Hacker News new | ask | show | jobs
by ska 1963 days ago
I suspect the biggest (build time) benefit to most c++ workflows and toolchains was the move to ubiquitous SSD. Prior to that in my experience excepting expensive RAID array dedicated build machines, it was really easy to build a system that would always be IO bound on builds. There of course were tricks to improve things but you still tended to hit that wall unless your CPUs were really under spec.

edit: to be clearer, I'm not thinking of dedicated build machines here (hence RAID comment) but over all impact on dev time by getting local builds a lot faster.

5 comments

SSDs help, but nothing beats core count X clock speed when compiling.

Source code files are relatively small and modern OSes are very good at caching.

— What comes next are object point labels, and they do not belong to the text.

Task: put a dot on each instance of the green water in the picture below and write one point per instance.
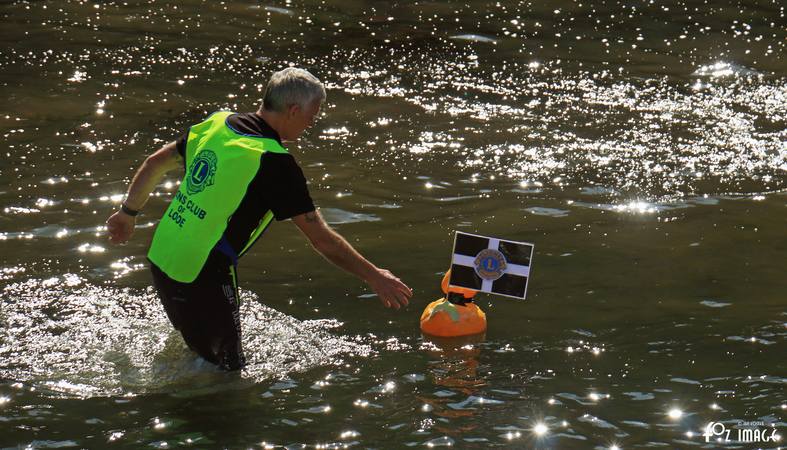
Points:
(642, 147)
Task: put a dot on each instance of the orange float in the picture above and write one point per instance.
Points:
(453, 315)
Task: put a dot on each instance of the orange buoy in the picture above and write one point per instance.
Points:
(445, 318)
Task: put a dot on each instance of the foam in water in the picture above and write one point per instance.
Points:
(73, 338)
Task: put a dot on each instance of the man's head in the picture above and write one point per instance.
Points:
(292, 100)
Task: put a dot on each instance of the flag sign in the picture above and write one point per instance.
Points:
(491, 265)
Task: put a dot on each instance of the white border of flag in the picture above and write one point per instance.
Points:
(509, 283)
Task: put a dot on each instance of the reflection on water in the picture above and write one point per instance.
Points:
(640, 145)
(67, 336)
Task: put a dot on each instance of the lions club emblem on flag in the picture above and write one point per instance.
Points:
(492, 265)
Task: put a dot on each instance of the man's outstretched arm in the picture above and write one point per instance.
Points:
(120, 225)
(392, 292)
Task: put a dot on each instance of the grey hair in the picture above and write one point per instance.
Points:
(292, 86)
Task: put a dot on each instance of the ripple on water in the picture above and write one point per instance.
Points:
(75, 339)
(335, 216)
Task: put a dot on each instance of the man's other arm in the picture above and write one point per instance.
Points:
(392, 291)
(120, 225)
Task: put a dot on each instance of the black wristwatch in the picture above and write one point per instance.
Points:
(127, 210)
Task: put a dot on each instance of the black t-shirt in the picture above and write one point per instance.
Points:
(279, 185)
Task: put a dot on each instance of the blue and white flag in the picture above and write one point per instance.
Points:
(492, 265)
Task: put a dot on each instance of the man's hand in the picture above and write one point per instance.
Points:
(392, 291)
(120, 226)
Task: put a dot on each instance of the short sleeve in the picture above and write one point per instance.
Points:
(180, 144)
(285, 190)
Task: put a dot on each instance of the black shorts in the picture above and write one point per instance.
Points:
(206, 311)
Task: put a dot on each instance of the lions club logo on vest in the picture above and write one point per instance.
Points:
(201, 172)
(490, 264)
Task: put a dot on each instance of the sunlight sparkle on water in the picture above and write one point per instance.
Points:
(540, 429)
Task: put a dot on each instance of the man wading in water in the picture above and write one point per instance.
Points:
(238, 178)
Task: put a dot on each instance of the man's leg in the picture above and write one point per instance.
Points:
(206, 312)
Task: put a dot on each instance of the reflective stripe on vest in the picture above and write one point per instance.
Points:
(220, 164)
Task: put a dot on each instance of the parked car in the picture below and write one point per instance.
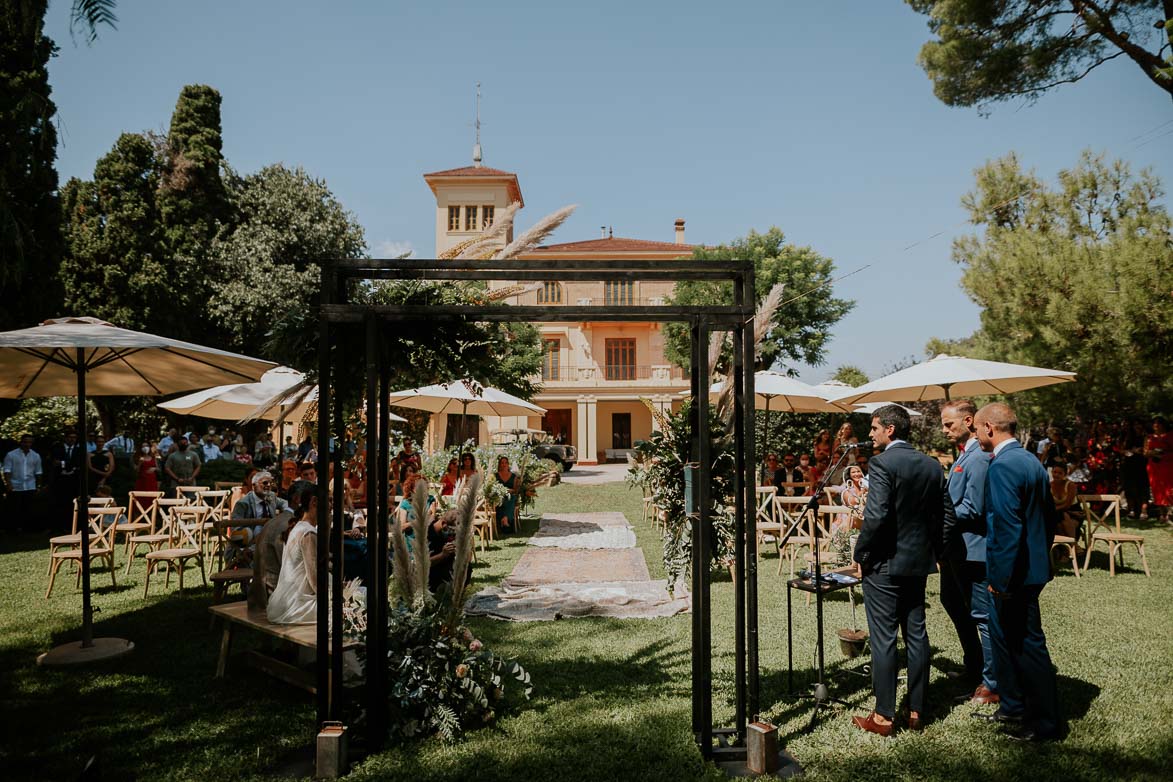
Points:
(541, 444)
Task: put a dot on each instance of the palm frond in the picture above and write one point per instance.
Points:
(537, 233)
(89, 14)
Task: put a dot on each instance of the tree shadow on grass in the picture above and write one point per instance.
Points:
(156, 712)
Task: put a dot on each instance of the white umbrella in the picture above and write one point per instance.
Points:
(466, 396)
(780, 393)
(950, 376)
(87, 356)
(276, 396)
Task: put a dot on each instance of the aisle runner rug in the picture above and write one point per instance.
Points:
(561, 578)
(584, 531)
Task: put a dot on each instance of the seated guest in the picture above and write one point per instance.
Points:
(467, 466)
(266, 559)
(442, 549)
(258, 507)
(770, 470)
(788, 474)
(507, 509)
(406, 511)
(1064, 492)
(449, 478)
(295, 599)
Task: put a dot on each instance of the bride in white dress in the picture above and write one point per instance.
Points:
(295, 600)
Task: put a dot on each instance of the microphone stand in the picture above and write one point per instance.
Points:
(820, 694)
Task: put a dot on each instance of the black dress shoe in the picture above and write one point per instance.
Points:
(997, 718)
(1026, 734)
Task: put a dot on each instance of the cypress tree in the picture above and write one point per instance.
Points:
(29, 210)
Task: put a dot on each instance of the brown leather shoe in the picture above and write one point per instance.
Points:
(984, 695)
(870, 725)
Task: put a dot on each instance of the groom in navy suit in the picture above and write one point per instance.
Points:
(904, 522)
(1019, 512)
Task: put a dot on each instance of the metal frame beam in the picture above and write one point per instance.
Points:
(338, 318)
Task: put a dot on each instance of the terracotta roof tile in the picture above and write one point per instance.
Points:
(617, 244)
(472, 171)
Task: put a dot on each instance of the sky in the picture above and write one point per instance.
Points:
(811, 115)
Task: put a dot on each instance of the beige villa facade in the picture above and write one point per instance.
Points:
(594, 374)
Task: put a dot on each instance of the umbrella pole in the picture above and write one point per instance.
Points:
(87, 616)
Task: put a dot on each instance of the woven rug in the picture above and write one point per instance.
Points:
(558, 579)
(584, 531)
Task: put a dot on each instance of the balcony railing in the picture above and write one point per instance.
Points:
(594, 375)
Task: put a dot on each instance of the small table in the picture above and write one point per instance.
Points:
(824, 587)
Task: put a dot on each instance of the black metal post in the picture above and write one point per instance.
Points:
(336, 555)
(374, 630)
(748, 448)
(695, 375)
(82, 511)
(382, 489)
(700, 602)
(740, 529)
(324, 376)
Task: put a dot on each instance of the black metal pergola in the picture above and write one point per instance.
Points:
(341, 319)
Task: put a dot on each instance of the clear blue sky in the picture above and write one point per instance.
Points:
(808, 115)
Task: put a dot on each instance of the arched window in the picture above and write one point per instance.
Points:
(549, 293)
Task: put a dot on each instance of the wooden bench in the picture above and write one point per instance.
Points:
(234, 614)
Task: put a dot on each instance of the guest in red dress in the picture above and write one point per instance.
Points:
(1159, 451)
(147, 462)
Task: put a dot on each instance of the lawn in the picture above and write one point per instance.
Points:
(611, 696)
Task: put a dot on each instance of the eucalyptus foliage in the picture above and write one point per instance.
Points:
(801, 327)
(658, 469)
(1073, 276)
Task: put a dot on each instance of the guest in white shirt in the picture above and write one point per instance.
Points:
(22, 477)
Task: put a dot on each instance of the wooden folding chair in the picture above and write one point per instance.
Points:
(765, 517)
(101, 543)
(187, 532)
(1116, 539)
(59, 542)
(143, 509)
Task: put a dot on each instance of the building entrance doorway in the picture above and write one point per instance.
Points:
(557, 423)
(621, 430)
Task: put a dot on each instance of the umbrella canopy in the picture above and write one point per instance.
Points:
(463, 396)
(87, 356)
(276, 396)
(43, 361)
(780, 393)
(950, 376)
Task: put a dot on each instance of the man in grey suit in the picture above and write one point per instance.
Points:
(963, 585)
(907, 514)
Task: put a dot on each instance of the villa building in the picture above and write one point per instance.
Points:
(594, 374)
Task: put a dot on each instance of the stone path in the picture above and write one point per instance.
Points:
(580, 565)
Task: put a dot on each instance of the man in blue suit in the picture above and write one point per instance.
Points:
(1018, 509)
(963, 585)
(907, 512)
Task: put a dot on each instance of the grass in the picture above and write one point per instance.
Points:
(611, 699)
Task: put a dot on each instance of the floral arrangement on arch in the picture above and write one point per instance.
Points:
(442, 679)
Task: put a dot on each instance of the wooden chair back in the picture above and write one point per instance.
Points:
(142, 509)
(765, 510)
(1109, 517)
(218, 501)
(188, 527)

I ran out of SSD on my build server a while ago and had to use a mechanical HDD. To my surprise, it didn’t impact build times as much as I thought it would.

I did a test a while back where I had a workstation compiling linux with SSD and one with a HDD -- it turns out all the files were cached in the memory (measely 8gb). But for general usage and user experience I would reccomend SSD without any question.
Hmm. Maybe the tradeoff has changed since I last tested this (to be fair, a few years ago). But I'm also not focused on build servers especially, it's always been possible to make those reasonably fast. Unless you have a very specific sort of workflow anyway, your devs are doing way more local builds than on the server and that sped up a ton moving to SSD, in my experience anyway. YMMV of course.
Last time I benchmarked C++ compilation on SSDs vs HDDS (compiling the PCL project on Linux which took around 45 minutes), SSD didn't help in a noticeable fashion.

I believe that this makes sense:

In a typical C++ project like that which use template libraries like CGAL, compilation of a single file takes up to 30 seconds of CPU-only time. Even though each file (thanks to lack of sensible module system) churns through 500 MB of raw text includes, that's not a lot over 30 seconds, and the includes are usually from the same files, which means they are in the OS buffer cache anyway so they are read from RAM.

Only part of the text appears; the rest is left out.